Originally Published by Be Unique on Medium


Photo by Pretty Drugthings on Unsplash

Opioid addiction has reached a crisis level in America. But the addiction and crisis are two different things. Today’s opioid crisis is a symptom of larger problems in our healthcare system, for example, poor drug control policies at the expense of independent physicians’ practices.


The majority of prescription opioids that have been illegally exported to the public move through pain clinics. One of the solutions by the government is to have quality training for physicians to dispense opioids or prescribe them. But many of these clinics are not even managed by pain experts.


We cannot generalize this problem. We must be specific about real issues. Although regulations are needed, unnecessary regulatory mandates that do not provide the physician with the necessary tools to comply will make the counterproductive effort.

How did this happen?

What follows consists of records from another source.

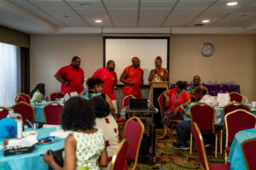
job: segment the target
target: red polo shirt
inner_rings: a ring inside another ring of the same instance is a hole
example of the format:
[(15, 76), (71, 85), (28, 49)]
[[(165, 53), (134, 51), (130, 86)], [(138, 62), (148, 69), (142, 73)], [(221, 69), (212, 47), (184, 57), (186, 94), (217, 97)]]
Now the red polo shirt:
[(71, 65), (63, 66), (55, 76), (62, 78), (65, 82), (69, 82), (67, 86), (61, 84), (62, 93), (78, 92), (79, 94), (83, 91), (84, 71), (81, 68), (75, 69)]
[(125, 84), (123, 88), (123, 94), (125, 95), (134, 95), (137, 99), (142, 98), (140, 82), (143, 76), (143, 71), (141, 68), (134, 68), (130, 65), (125, 69), (126, 72), (126, 81), (135, 82), (135, 85)]
[(110, 71), (106, 68), (101, 68), (91, 77), (102, 79), (104, 82), (102, 93), (107, 94), (111, 100), (115, 100), (113, 93), (114, 76)]

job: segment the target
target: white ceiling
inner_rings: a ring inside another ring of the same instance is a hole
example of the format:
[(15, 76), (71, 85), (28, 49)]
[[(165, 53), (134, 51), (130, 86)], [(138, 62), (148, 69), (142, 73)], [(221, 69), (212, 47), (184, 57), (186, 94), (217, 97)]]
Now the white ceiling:
[[(234, 1), (0, 0), (0, 25), (31, 34), (256, 33), (256, 0)], [(196, 26), (202, 20), (210, 23)]]

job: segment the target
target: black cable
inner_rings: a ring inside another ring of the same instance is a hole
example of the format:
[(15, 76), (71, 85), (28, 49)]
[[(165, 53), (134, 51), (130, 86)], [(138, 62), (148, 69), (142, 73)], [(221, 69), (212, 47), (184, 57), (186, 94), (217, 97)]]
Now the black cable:
[(184, 168), (187, 168), (187, 169), (200, 169), (201, 167), (201, 165), (197, 165), (196, 167), (184, 167), (184, 166), (182, 166), (182, 165), (178, 165), (177, 163), (176, 163), (175, 162), (172, 161), (175, 165), (177, 165), (177, 167), (184, 167)]

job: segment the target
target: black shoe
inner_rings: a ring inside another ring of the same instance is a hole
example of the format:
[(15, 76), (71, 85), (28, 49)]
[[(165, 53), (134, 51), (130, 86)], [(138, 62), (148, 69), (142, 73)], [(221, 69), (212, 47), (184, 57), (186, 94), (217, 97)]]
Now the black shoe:
[(173, 143), (172, 144), (173, 148), (178, 149), (178, 150), (189, 150), (189, 144), (177, 144), (177, 143)]

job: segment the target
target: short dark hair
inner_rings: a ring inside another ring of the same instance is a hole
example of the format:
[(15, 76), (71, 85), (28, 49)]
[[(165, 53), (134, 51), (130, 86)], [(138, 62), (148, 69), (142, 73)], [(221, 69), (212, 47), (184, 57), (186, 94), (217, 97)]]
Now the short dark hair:
[(161, 62), (162, 62), (162, 58), (160, 57), (160, 56), (157, 56), (156, 58), (155, 58), (155, 60), (160, 60)]
[(199, 86), (195, 88), (195, 93), (206, 95), (207, 94), (207, 88), (204, 86)]
[(72, 58), (71, 62), (76, 61), (78, 59), (80, 59), (80, 58), (79, 58), (79, 56), (73, 56), (73, 57)]
[(100, 78), (94, 78), (95, 86), (98, 84), (103, 84), (104, 82)]
[(93, 97), (89, 101), (93, 105), (97, 118), (106, 117), (110, 114), (109, 105), (102, 96)]
[(61, 124), (63, 130), (85, 131), (94, 128), (95, 119), (91, 104), (80, 97), (73, 97), (65, 103)]
[(108, 65), (110, 65), (110, 63), (112, 63), (112, 62), (114, 62), (113, 60), (108, 60), (108, 62), (107, 62), (107, 66)]
[(185, 83), (183, 81), (177, 81), (176, 84), (180, 89), (185, 88)]

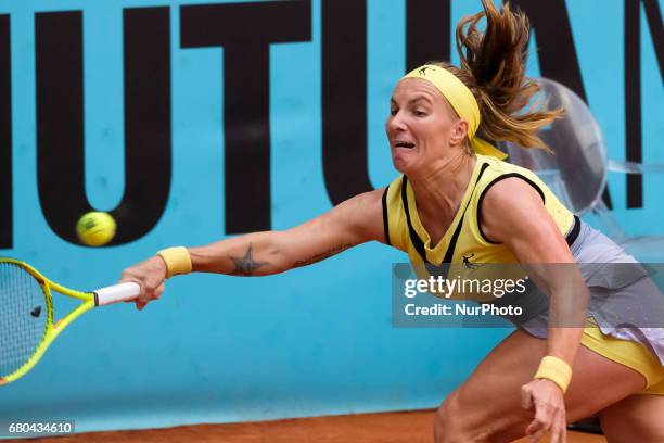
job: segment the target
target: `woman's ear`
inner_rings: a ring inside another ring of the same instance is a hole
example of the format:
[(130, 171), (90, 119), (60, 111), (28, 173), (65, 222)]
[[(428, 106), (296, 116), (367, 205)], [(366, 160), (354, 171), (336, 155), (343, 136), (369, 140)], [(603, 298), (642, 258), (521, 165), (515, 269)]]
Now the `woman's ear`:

Who pays for prescription drugs?

The opioid problem has always been around, and it will not go away. But the scale of this epidemic and its similarity to heroin is a flashpoint for controversy.

If you look closely, you will see these crises have some connection to independent physician practices. Independent practices are under the radar and raided by the DEA, the FDA, or other agencies.


The Cause-and-Effect Problem

Government solutions are not getting to the root of the problem in healthcare. They treat the symptom, not the disease. Enforcement of value-based reimbursement on physicians and making them a target at the same time is counterproductive.

It will cause physicians to avoid prescribing opioids to those who really need them unintentionally.


Patients will evaluate physicians based on what they expect, and opioid is not a tool that will work in their benefit today. Let’s not forget physicians spend all of their lives becoming what they are; they will never jeopardize their careers, at least not intentionally.

Unfortunately, some may be forced to take shortcuts under significant pressure. After all, they are trying to stay alive. We all know that treating pain requires its own clinical skills that consider clinical, physical, emotional, behavioral, socioeconomic, and mental-health factors. At some point, the physician needs to draw the line in prescribing opioids because there can be a thin line between helping and doing harm.


Physicians prescribe opioids based on personalized medicine and professional evaluation. The public needs to learn that those who prescribe inappropriately are not physicians but criminals. But we cannot punish those who practice true medicine because of a few bad apples.


Punishing physicians and providers based on population-based protocols, especially in pain management, is wrong and will only lead to chaos. Any action that leads to under-prescribing opioids is just as bad as any action that leads to over-prescribing.

Prescription opioids sold on the streets are not necessarily coming from physicians. An increase in prescribing pain medicine doesn’t necessarily reflect over-prescribing.